A eterna luta do mal contra o mal

Lula e Bolsonaro em um ringue de box, de calções largos e camisetas, com os capacetes protetores lhes cobrindo a cabeça e os ouvidos. Em vez de luvas, microfones sem fio. Soa o gongo. Começam a trocar jabs de mentiras e bravatas, esquivas de culpas e responsabilidades, cruzados de ofensas e palavrões, diretos abaixo da cintura moral, uppercuts na ética, na democracia e na Constituição. O som estourando nas caixas da arena abarrotada. Metade do público delira, metade vaia. Metade ri, metade chora de raiva. Os combatentes não se ouvem nem ouvem o público e lutam até cair sem voz, sujos de sangue, suor e urina, na lona verde e amarela do Brasil.

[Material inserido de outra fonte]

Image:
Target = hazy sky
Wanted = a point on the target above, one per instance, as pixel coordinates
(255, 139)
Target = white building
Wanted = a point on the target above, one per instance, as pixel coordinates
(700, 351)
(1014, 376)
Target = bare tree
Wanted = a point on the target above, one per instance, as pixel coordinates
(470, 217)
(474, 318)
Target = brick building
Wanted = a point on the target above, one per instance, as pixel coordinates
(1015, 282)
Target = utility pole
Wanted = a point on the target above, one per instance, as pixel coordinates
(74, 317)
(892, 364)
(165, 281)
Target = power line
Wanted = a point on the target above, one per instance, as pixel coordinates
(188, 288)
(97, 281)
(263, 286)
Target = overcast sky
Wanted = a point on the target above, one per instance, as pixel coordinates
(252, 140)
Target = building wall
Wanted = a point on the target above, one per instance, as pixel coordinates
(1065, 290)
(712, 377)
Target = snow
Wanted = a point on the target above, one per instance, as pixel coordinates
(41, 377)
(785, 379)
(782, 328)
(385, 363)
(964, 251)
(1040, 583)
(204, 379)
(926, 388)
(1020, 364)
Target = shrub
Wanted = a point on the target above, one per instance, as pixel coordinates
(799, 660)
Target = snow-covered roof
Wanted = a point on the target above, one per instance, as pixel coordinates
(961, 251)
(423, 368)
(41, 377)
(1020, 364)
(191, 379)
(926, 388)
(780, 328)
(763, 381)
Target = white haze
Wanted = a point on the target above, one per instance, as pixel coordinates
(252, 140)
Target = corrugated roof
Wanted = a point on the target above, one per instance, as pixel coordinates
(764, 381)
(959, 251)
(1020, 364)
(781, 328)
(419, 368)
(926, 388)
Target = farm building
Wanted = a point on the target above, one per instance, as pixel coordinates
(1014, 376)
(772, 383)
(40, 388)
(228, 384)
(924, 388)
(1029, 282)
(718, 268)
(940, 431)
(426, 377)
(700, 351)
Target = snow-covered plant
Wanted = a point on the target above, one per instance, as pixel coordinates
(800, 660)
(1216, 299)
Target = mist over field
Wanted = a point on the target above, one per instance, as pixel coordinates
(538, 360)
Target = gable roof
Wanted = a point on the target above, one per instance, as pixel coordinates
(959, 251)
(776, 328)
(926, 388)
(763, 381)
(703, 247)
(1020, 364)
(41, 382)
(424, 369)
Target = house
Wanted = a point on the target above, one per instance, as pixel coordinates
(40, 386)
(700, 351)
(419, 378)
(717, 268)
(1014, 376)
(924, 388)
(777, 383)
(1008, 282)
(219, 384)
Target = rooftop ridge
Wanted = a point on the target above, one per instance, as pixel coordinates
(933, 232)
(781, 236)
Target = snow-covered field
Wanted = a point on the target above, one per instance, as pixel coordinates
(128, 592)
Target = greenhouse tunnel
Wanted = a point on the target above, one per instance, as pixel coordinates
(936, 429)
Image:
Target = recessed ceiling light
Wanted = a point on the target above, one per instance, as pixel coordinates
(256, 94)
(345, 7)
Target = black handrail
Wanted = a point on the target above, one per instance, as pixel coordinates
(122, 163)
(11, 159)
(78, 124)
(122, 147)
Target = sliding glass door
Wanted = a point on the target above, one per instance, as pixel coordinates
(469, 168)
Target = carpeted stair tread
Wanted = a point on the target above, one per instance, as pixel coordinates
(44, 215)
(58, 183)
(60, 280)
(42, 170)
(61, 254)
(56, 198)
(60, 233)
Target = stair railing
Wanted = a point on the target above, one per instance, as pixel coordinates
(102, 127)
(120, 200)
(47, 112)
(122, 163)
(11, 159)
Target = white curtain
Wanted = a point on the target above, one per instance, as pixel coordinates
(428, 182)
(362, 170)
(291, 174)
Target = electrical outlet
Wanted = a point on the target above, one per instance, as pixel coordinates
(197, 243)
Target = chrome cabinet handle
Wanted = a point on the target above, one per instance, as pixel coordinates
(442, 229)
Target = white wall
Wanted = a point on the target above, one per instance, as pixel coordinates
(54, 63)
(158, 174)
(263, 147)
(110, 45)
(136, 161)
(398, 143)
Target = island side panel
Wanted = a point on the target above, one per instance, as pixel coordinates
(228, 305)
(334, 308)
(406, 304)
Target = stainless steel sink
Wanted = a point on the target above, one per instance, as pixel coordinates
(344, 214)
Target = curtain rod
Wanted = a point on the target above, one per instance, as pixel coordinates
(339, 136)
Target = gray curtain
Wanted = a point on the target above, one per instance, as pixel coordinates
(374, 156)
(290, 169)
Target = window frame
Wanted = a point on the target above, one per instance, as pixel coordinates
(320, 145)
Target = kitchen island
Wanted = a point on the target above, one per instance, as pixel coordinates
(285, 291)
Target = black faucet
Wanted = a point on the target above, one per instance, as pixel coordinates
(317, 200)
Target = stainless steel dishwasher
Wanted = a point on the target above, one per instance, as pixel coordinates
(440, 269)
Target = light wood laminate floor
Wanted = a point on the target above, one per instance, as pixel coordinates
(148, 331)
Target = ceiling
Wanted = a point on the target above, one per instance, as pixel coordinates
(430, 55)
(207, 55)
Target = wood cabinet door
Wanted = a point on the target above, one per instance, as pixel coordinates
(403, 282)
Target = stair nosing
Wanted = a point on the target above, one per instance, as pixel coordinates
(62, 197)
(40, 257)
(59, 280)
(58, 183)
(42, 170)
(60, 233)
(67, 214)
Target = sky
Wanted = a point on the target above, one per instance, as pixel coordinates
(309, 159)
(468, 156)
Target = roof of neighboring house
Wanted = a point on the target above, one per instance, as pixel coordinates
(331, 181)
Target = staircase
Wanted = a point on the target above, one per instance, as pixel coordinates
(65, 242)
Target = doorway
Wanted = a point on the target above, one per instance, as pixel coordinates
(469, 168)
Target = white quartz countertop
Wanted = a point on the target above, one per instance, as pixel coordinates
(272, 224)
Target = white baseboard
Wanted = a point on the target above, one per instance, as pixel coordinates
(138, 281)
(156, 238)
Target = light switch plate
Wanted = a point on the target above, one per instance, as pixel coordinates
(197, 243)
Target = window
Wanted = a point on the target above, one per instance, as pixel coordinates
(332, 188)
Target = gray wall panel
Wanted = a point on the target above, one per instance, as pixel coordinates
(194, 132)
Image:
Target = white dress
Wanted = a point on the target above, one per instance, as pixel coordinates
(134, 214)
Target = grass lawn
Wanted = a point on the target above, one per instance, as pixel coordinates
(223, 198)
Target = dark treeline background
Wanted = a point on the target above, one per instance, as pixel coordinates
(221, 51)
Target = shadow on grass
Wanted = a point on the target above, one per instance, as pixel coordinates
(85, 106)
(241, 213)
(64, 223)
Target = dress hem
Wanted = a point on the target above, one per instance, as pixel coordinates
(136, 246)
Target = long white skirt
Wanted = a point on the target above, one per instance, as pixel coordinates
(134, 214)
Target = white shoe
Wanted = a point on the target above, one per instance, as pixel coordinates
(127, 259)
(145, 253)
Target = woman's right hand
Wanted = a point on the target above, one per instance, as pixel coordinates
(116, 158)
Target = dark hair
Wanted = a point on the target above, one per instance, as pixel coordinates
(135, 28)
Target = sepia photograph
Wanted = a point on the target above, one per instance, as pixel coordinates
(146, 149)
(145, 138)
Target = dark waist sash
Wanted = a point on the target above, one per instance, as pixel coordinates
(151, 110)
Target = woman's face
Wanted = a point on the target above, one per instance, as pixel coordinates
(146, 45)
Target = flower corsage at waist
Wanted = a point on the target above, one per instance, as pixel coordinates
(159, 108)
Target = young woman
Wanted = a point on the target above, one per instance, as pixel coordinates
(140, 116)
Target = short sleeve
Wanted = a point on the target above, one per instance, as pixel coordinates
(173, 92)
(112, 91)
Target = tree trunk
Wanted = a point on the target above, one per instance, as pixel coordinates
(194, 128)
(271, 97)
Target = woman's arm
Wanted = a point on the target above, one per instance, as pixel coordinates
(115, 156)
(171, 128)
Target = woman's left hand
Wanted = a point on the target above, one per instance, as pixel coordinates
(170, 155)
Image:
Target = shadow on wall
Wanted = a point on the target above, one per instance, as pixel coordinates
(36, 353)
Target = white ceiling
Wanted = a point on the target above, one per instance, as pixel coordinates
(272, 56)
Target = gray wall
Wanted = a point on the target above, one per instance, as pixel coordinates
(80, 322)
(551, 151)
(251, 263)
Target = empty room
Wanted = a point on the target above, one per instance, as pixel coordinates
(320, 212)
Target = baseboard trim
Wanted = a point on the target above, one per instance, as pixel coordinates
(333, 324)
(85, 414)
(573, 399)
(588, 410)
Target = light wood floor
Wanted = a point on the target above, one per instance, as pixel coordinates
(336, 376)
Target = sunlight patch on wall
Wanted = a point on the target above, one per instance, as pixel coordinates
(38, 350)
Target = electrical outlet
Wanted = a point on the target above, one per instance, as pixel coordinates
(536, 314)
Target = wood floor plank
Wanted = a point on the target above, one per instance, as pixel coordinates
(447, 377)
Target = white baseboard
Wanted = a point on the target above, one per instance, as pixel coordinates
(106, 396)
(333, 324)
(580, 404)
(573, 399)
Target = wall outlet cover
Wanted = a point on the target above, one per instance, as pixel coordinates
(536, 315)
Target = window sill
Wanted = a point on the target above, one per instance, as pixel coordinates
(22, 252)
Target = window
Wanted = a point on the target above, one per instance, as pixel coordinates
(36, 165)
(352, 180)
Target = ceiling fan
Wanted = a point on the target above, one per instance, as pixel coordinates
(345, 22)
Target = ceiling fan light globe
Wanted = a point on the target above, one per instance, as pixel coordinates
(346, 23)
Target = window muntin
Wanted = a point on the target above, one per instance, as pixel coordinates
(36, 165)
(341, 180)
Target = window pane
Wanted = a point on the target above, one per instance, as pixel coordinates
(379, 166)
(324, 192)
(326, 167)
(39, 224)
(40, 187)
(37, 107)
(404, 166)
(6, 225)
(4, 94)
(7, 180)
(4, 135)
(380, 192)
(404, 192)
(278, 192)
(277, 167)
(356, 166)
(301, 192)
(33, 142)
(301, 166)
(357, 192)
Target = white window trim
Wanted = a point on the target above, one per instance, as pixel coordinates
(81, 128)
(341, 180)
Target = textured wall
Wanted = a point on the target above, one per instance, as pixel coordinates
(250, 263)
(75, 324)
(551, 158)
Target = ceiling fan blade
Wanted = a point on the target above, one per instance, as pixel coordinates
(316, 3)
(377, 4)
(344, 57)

É tudo fantasia, metáfora, imaginação, mas às vezes a ficção é a melhor, ou única forma de expressar sentimentos, comentários e reflexões sobre a realidade.

Tenho muitos amigos lulistas, inteligentes, informados, honestos, entendo seus motivos e respeito suas escolhas, reconheço as qualidades de Lula. E os defeitos. Nunca brigaremos por causa disso. Com bolsonaristas, não há diálogo, a menos que seja algum conhecido, seguidor nas redes ou companheiro de trabalho enrustido e discreto.


Entre meus lulistas de estimação, há alguns petistas raiz, outros irredutíveis, e muitos que se desiludiram com o partido, mas veem em Lula a única esperança de luz nas trevas. Porque o PT se desgastou muito mais do que Lula, que viveu a degradação judicial pública, o martírio da prisão e o crédito de vitima da injustiça. Mas o partido ficou antigo, não produziu novas ideias, não formou novas lideranças, à exceção de Fernando Haddad, seu melhor quadro, um possível grande presidente moderno, preparado e equilibrado.

Sim, o PT faz o que Lula quiser. O problema é quando Lula faz o que o PT quer. Nova matriz econômica. Descontrole fiscal. Controle da mídia. Aparelhamento com sindicalistas. Campeões nacionais do BNDES. Assalto à Petrobras. Leniência com a corrupção “pela causa”. E outros erros, nunca reconhecidos, e, portanto, repetíveis. Se Lula fosse respaldado por uma frente democrática multipartidária seria outra conversa, mas haverá tempo para isto? Ou haverá isto? Sonhar não custa nada.

Bolsonaro é abominável, mas o bolsonarismo é muito pior, assim como o lulismo é muito pior do que Lula, se é que me entendem. São fanáticos que obedecem cegamente os comandos de seu líder, mestre e pastor, que aumentam e mentem suas qualidades e conquistas e desqualificam qualquer crítica, que têm seu habitat natural no Brasil, andam em bandos, se alimentam de falsas narrativas e quando provocados podem se tornar violentos. Todos se acham na luta do bem contra o mal. Ou do mal contra o mal?